Determine the Right Length for Your Presentation

If you ask around, “What do great presentations have in common?” you’ll get one consistent answer: “They’re short.” It’s no secret that people value their time.

But many presenters don’t realize that it costs them time to save the audience time. It’s easier to blather on for an hour than to craft a tight, succinct presentation. Some of the magic of TED is in the 18-minute limit. A great talk goes by quickly. A bad one—well, people can endure it if it’s only 18 minutes.

People in your audience won’t scold you for ending early, but they will for ending late. Out of consideration for them and the day’s agenda, treat the time slot assigned to you as sacred. And keep in mind that people have a 30- to 40-minute presentation tolerance (they’re conditioned by TV shows with creatively produced commercial breaks). Go longer than that, and they’ll begin to squirm.

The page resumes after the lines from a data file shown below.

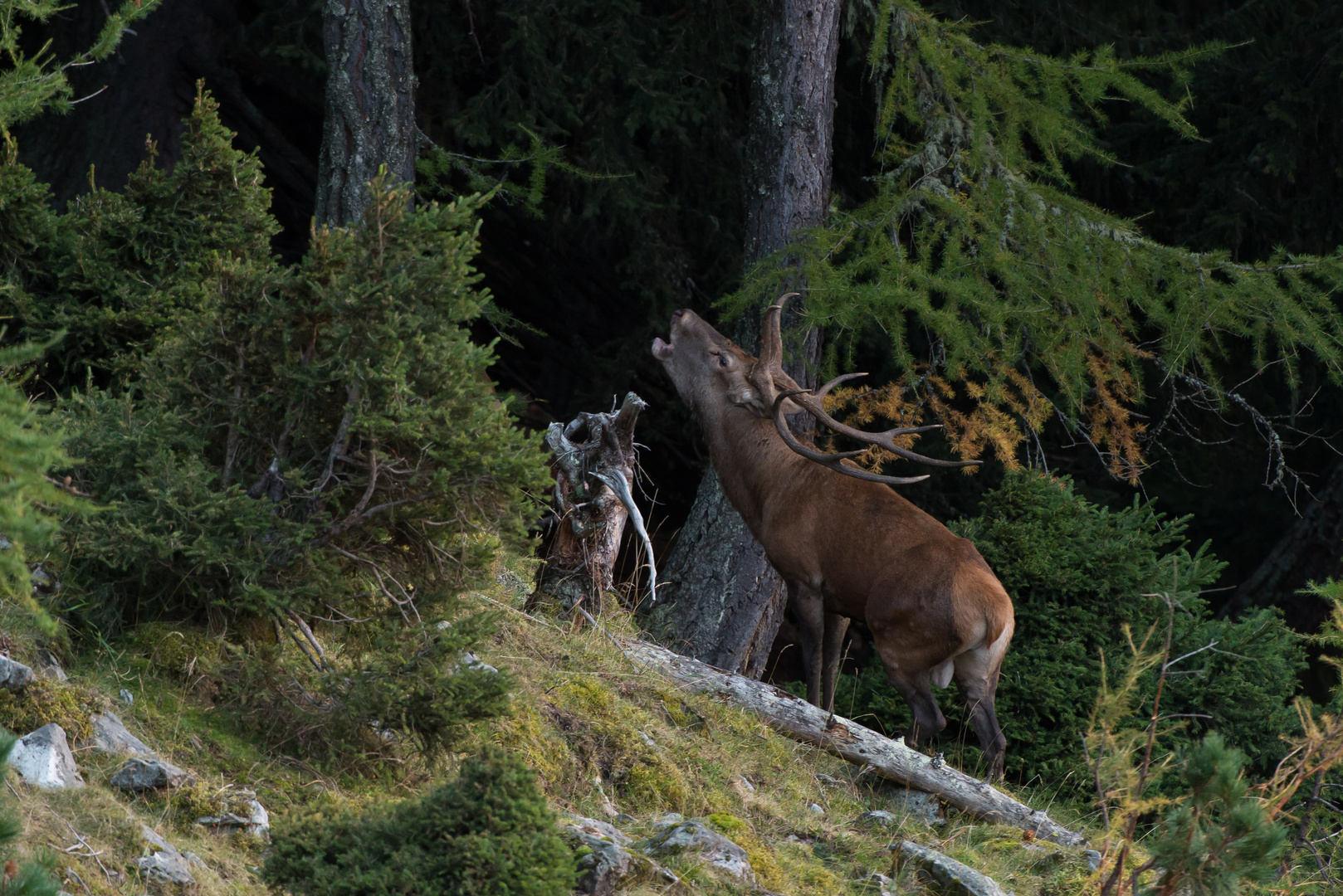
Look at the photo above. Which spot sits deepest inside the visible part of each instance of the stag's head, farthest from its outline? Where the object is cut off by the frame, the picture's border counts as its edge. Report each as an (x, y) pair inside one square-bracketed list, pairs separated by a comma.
[(712, 373)]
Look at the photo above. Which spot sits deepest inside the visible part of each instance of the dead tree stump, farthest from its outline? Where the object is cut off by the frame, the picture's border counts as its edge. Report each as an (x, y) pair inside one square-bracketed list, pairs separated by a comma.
[(593, 477)]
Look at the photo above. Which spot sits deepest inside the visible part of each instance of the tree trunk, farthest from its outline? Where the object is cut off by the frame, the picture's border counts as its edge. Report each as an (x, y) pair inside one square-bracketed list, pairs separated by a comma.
[(369, 104), (891, 759), (1310, 551), (728, 598)]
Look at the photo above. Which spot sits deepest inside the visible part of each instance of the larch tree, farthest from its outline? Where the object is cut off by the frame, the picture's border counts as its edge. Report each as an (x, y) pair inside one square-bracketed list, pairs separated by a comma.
[(1004, 301)]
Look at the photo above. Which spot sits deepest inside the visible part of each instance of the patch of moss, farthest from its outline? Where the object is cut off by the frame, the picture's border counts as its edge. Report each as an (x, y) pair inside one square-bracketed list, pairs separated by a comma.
[(43, 703), (763, 860), (804, 874), (545, 752), (606, 733), (183, 652)]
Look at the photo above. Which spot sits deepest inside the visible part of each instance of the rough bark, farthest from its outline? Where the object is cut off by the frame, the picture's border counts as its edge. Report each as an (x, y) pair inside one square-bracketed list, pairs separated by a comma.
[(369, 104), (1310, 551), (590, 516), (728, 598), (892, 759)]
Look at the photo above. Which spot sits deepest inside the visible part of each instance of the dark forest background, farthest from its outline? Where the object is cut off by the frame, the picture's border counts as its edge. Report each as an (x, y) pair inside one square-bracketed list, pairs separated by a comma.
[(649, 104)]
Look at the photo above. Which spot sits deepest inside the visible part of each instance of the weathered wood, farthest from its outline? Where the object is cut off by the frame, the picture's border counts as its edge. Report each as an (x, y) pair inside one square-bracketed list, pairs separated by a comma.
[(892, 759), (593, 453)]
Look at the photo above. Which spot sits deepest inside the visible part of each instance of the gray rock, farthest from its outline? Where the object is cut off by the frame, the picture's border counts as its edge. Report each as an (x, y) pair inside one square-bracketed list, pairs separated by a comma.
[(243, 813), (149, 774), (109, 735), (604, 867), (877, 817), (955, 879), (880, 883), (667, 818), (601, 829), (49, 666), (165, 864), (13, 676), (916, 804), (43, 759), (693, 835)]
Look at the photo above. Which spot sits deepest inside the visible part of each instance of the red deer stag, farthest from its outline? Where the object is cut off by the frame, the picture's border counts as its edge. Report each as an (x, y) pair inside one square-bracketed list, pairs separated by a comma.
[(845, 544)]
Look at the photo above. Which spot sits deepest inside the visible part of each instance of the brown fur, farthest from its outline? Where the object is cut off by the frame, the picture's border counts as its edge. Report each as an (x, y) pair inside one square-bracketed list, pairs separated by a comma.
[(849, 548)]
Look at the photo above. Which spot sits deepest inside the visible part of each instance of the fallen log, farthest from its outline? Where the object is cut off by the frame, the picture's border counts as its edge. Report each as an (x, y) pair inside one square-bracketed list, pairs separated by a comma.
[(891, 759)]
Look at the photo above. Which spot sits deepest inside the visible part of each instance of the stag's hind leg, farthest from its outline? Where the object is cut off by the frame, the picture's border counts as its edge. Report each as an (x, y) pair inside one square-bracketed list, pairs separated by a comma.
[(833, 652), (914, 680), (977, 674), (810, 617)]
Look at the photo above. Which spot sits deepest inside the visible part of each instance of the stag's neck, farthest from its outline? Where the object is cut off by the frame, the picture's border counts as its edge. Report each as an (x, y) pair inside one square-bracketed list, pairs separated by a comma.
[(750, 460)]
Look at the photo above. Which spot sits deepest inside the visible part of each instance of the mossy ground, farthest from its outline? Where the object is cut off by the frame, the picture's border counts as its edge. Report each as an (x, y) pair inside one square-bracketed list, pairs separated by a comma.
[(603, 735)]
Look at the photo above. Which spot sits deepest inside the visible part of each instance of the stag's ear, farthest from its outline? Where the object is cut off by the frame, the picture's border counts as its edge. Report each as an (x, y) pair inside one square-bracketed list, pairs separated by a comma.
[(745, 395)]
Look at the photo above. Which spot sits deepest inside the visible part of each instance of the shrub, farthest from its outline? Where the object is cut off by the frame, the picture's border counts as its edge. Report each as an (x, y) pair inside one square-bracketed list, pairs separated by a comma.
[(489, 833), (277, 437), (419, 683), (28, 499)]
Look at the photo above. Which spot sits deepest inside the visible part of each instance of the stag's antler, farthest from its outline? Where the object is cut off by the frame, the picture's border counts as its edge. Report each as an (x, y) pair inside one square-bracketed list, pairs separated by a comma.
[(769, 375)]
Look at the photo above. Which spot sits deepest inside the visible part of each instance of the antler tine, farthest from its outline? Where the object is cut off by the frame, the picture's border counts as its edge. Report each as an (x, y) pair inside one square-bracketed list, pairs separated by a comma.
[(825, 390), (771, 336), (886, 440), (833, 461), (812, 402)]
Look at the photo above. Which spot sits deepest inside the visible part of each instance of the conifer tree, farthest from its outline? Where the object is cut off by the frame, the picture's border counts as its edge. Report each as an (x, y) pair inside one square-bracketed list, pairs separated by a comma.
[(1001, 299)]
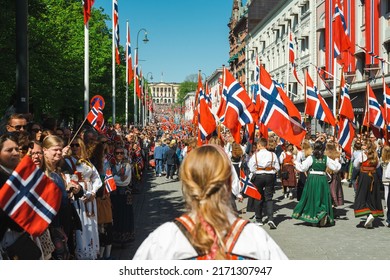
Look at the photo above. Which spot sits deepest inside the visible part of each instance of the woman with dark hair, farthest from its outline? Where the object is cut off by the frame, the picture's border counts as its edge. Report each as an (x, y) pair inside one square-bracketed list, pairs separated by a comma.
[(368, 196), (315, 205)]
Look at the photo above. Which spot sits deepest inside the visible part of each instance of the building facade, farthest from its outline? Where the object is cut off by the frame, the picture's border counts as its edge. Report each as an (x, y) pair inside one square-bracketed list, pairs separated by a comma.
[(267, 25), (164, 93)]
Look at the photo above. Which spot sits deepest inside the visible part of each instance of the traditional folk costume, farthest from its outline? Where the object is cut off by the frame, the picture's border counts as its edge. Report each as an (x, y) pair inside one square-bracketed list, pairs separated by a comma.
[(87, 239), (169, 242), (315, 203), (368, 198)]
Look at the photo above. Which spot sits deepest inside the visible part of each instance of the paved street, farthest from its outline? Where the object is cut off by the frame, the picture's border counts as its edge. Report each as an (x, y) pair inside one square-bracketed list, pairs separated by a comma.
[(161, 200)]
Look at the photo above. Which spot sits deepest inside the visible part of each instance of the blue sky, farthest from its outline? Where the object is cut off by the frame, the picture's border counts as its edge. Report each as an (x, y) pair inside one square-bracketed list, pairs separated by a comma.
[(185, 35)]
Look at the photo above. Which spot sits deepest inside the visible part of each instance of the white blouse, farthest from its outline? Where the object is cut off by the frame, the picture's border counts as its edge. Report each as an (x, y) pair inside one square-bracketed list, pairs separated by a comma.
[(167, 242)]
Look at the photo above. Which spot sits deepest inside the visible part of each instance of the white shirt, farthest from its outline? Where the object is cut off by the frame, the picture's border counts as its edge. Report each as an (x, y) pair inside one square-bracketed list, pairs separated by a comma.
[(167, 242), (307, 163), (265, 159)]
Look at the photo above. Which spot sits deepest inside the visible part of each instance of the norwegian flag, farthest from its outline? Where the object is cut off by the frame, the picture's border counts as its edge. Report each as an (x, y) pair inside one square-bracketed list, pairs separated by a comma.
[(346, 109), (346, 135), (278, 112), (96, 119), (129, 61), (292, 57), (342, 42), (87, 6), (239, 106), (109, 181), (247, 187), (315, 103), (375, 115), (206, 120), (30, 198), (116, 31)]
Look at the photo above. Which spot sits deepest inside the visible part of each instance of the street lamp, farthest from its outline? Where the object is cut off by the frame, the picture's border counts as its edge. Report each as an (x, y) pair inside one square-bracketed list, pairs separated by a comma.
[(146, 94), (145, 40)]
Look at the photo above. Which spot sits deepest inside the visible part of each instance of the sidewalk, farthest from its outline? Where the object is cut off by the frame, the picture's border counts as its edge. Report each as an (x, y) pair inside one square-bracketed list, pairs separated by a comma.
[(161, 201)]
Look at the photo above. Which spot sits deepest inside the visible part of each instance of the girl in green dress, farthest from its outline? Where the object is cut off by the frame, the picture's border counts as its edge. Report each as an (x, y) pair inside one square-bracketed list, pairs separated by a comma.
[(315, 205)]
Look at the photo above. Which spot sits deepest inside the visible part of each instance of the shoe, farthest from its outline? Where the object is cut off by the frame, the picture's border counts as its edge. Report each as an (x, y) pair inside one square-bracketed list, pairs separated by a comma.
[(368, 223), (271, 225), (324, 221)]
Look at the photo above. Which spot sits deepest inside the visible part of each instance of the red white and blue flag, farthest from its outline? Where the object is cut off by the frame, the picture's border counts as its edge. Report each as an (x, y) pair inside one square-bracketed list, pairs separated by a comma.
[(96, 119), (30, 198), (129, 60), (346, 134), (387, 105), (247, 187), (346, 109), (109, 181), (206, 120), (279, 113), (375, 115), (315, 104), (372, 8), (342, 42), (116, 32), (292, 57), (239, 106), (87, 6)]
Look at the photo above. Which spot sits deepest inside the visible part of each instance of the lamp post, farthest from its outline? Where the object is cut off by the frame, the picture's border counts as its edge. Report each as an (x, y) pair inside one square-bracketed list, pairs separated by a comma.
[(146, 99), (136, 70)]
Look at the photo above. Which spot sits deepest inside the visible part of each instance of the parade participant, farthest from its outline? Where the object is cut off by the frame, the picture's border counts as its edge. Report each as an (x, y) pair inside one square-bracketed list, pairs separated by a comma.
[(336, 189), (315, 205), (209, 230), (289, 181), (121, 198), (43, 241), (85, 173), (9, 159), (304, 153), (368, 199), (264, 165), (171, 159), (66, 221), (16, 122)]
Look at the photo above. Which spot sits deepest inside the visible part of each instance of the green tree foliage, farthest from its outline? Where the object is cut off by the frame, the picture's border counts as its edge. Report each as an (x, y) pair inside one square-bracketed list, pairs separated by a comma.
[(56, 60)]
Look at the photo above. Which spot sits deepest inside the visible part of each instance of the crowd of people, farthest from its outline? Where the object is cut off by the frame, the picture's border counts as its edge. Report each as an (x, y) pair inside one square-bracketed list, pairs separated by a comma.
[(91, 219)]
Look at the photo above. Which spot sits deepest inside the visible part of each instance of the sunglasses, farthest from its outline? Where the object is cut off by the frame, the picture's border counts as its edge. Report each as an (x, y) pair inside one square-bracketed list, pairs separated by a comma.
[(19, 127)]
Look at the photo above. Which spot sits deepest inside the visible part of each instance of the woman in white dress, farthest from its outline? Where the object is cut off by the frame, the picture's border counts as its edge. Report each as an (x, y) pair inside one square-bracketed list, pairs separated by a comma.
[(83, 171), (210, 229)]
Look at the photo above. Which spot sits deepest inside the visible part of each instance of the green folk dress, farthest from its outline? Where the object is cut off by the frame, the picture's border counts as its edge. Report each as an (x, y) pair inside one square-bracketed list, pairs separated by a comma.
[(316, 201)]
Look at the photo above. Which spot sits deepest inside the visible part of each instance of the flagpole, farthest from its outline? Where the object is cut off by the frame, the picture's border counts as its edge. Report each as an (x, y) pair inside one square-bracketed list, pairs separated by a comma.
[(135, 87), (86, 69), (288, 61), (113, 63), (127, 75)]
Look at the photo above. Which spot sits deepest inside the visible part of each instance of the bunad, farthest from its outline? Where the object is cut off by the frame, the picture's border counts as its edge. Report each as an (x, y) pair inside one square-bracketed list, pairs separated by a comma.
[(169, 242), (122, 204), (315, 205), (368, 198), (87, 239)]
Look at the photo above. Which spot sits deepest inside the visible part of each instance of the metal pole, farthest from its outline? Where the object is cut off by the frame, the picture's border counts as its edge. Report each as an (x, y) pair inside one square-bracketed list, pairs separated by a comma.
[(22, 73)]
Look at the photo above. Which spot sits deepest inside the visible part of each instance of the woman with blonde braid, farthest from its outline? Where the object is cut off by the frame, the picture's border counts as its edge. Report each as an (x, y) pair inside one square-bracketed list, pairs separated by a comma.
[(210, 229)]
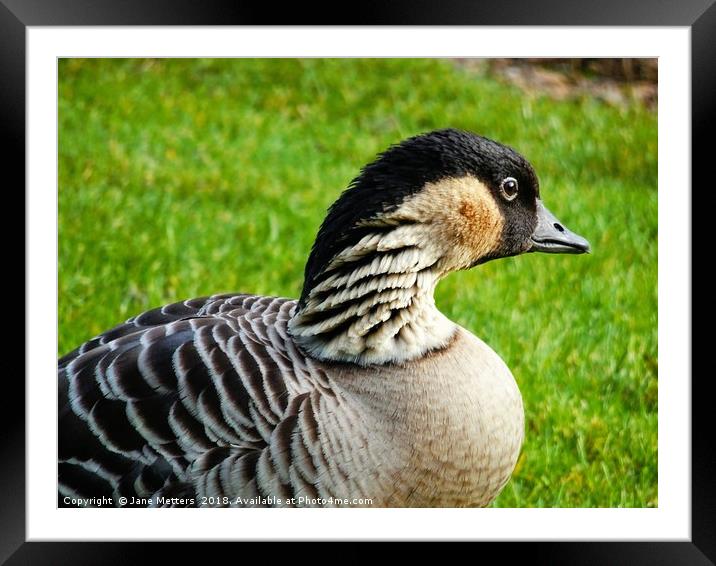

Here are five ways to tighten your talk and keep your audience engaged:

  1. Plan content for 60% of your time slot: If you’re given a full hour, take no more than 40 minutes. That will leave time for Q&A, a panel, or some other form of discussion. It’s hard to keep people’s attention for much longer than 40 minutes unless you’ve built in interesting guest speakers, video clips, interactive exercises, and such. As Thomas Jefferson put it, “Speeches that are measured by the hour will die with the hour.”
  2. Trim your slide deck: If you created an hour-long presentation and want to deliver it in 40 minutes, cut your slides by a third. You can work in slide-sorter mode in PowerPoint, dragging slides to a “slide cemetery” at the very end of the file. Don’t delete them, because you might have to resurrect one or more at the last minute, when you’re answering questions.
  3. Practice with the clock counting up: As you’re cutting material, rehearse with a clock counting up, not with a timer counting down. If you go over, you need to know how much you’re over. Give critical content the most stage time; cut sections that are more important to you than to the audience. Keep trimming and practicing until you’re consistently within your desired time frame.
  4. Practice with a timer counting down: Once you’re within the time frame, begin practicing with a timer counting down. Divide your content into quarters and calculate a time stamp for the end of each quarter. For example, if you’re giving a 40-minute talk, know the exact slide you should be on at the 10-, 20-, and 30-minute marks so you can gauge throughout the talk if you’re on time or running over. That way you can trim more easily on the fly.
  5. Have two natural ending points: Create a false ending (a summary of the ideas covered, for example) and a real ending—perhaps a rousing, inspirational story that drives the message home. If you’re running long, you can drop the second ending and still get your message across. Once at a TED event in India, I was given a 15-minute time slot and had rehearsed it to a T. Two days before the talk, I caught a severe chest cold, so I was heavily medicated when I walked on stage. Before I knew it, the “time’s up” light was blinking, and I wasn’t done. Fortunately, I’d planned two natural places to end my talk, so I wrapped things up with my first ending, citing a beautiful salutation to the land of India from a famous Indian speech. As far as the people in the audience knew, that was the real ending—and they responded warmly.